Ole, in the meantime, didn’t seem to be agonising much. He simply changed his flight, came to Moscow the day after me, and invited me for our first date. It took place in a BBC studio café over plates of pasta. The pasta was quickly getting cold and the conversation hard to follow as every fifteen minutes I would run into the studio to get miked, check the connection, and then do the interview.
A few days after we both returned to New York, he ended his relationship, came over for dinner and, basically, never left.
He quickly and effortlessly became friends with my son, and after a few months it was hard to believe that there was ever a time when we weren’t together. The feeling that we come from different planets didn’t immediately go away. The third date was an epic fail. He took me to see the ventriloquist Jeff Dunham. Raised in the sophisticated tradition of Russian stand-up comedy, I smiled politely and couldn’t believe anybody would laugh at that (full disclosure, I warmed up to Jeff Dunham eventually). I almost ended it when Ole fell asleep watching my favourite movie, Claude Lelouch’s “A man and a woman.”
Ole found my taste in music horrendous and I gave up trying to explain the point of poetry to him.
And then, none of this mattered.

We became a dream work partners as HRW started sending us on missions together — first reluctantly and then as a matter of course. Sri Lanka, Kyrgyzstan, Syria… We got through frontlines posing as a vacationing couple; wrote reports in record time because we could literally finish each other’s sentences and thus work, when necessary, through days and nights without a break; we drove through checkpoints, sought shelter from the bombs, and confronted hostile authorities and rebels. We fought fiercely over paragraphs in the report, security plans, or advocacy strategies — but never about anything else.

In between, we danced salsa, travelled all over the world with Danya and friends, moved houses and countries, got married in three different ceremonies, and, one by one, produced the three additional kids my mom had predicted.
At times, I feel like we’ve been together forever, not just in this, but in all of our previous lives. And then there are moments I am struggling to believe it’s been ten years. I look at our kids, our “grown-up” house, his greying hair and my emerging wrinkles and wonder: wasn’t it just yesterday that we were sitting in the car on a deserted road in the middle of Georgia, savouring the peaches?

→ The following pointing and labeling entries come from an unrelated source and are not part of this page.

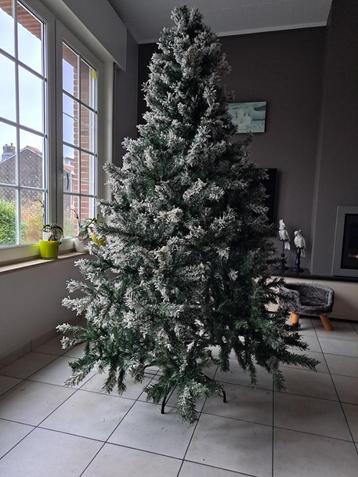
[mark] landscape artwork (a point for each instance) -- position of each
(248, 117)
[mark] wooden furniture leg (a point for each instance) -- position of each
(294, 317)
(327, 325)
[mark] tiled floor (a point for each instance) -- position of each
(309, 430)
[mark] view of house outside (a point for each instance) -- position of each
(23, 132)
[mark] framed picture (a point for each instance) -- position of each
(248, 117)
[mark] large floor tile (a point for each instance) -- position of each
(190, 469)
(237, 375)
(31, 402)
(52, 346)
(7, 383)
(10, 434)
(312, 342)
(342, 330)
(302, 455)
(116, 461)
(133, 389)
(351, 412)
(317, 416)
(233, 445)
(57, 373)
(306, 383)
(243, 402)
(344, 365)
(343, 347)
(49, 454)
(347, 388)
(76, 351)
(321, 366)
(27, 365)
(89, 415)
(145, 428)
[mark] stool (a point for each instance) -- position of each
(308, 300)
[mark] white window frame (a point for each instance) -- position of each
(64, 35)
(55, 34)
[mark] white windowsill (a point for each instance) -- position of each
(38, 261)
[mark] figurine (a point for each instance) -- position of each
(300, 244)
(285, 239)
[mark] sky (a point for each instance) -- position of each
(30, 86)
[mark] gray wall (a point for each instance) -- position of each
(284, 68)
(125, 100)
(337, 174)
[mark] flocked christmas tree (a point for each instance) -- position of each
(183, 280)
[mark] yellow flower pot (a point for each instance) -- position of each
(48, 249)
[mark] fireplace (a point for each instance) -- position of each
(345, 260)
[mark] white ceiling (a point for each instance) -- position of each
(146, 18)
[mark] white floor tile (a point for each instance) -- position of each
(27, 365)
(237, 375)
(190, 469)
(351, 412)
(320, 368)
(30, 402)
(57, 373)
(306, 383)
(7, 383)
(232, 445)
(243, 402)
(145, 428)
(49, 454)
(312, 342)
(89, 415)
(305, 414)
(344, 365)
(76, 351)
(116, 461)
(133, 389)
(342, 330)
(10, 434)
(345, 348)
(52, 346)
(303, 455)
(347, 388)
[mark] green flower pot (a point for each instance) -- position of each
(48, 249)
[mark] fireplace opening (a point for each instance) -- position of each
(350, 242)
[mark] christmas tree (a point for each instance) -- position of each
(182, 281)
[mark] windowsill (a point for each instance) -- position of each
(38, 261)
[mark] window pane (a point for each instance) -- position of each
(7, 216)
(71, 169)
(88, 85)
(32, 206)
(7, 27)
(71, 208)
(31, 100)
(87, 208)
(70, 120)
(87, 174)
(8, 154)
(7, 88)
(88, 129)
(70, 70)
(30, 36)
(31, 160)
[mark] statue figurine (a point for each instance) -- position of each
(285, 239)
(300, 244)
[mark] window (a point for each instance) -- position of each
(79, 103)
(50, 88)
(23, 134)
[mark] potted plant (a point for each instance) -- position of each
(49, 247)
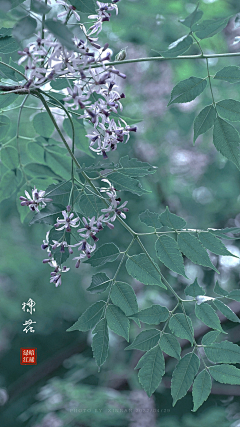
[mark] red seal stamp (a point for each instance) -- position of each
(28, 356)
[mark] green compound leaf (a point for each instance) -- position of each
(8, 45)
(9, 183)
(36, 151)
(178, 47)
(100, 342)
(117, 321)
(214, 244)
(229, 74)
(100, 283)
(43, 125)
(9, 157)
(229, 109)
(226, 311)
(171, 220)
(235, 295)
(183, 376)
(210, 337)
(24, 28)
(40, 171)
(209, 27)
(125, 183)
(7, 99)
(151, 219)
(124, 297)
(193, 250)
(168, 253)
(223, 352)
(201, 389)
(223, 235)
(207, 315)
(152, 370)
(182, 327)
(204, 121)
(5, 124)
(141, 268)
(62, 33)
(58, 162)
(194, 289)
(152, 315)
(218, 290)
(170, 345)
(91, 205)
(81, 140)
(191, 19)
(135, 168)
(105, 253)
(89, 318)
(39, 7)
(48, 215)
(59, 256)
(225, 374)
(226, 140)
(187, 90)
(145, 340)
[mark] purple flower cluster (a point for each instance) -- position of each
(87, 234)
(46, 59)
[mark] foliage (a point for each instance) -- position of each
(78, 116)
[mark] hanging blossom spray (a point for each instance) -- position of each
(46, 59)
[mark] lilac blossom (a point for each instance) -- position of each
(67, 222)
(37, 200)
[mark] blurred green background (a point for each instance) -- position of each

We don’t work together anymore, having left Human Rights Watch to join other organisations, and if there is one thing that I miss most in my current life, it’s that — heading into the unknown together, and together fighting against all odds for the abused and the forgotten.
For now, we have to take turns. While one goes into the field, the other changes diapers, fixes playdates, runs to after-school activities and attends parent-teacher conferences.
We’ve missed or forgotten most of our anniversaries, but this time we couldn’t be anywhere else. We sit in Tbilisi, around a table which, as always, has enough food to feed an army, all of it delicious. Giorgi, who by now also has three gorgeous children, and is our daughter’s godfather, raises a glass, and the toasts begin. Rachel is here, and my parents, and I look at them all, counting my countless blessings. Cheers to this beautiful place, may it be peaceful forever. Cheers to our wonderful friends and loved ones, who have been with us through everything. Cheers to our three sons and daughter who will one day read this story and roll their eyes, or maybe smile. Cheers to you, Ole Solvang, the love of my life. One day, you’ll be driving again and I’ll navigate, and we’ll inevitably get in trouble again. Cheers to that.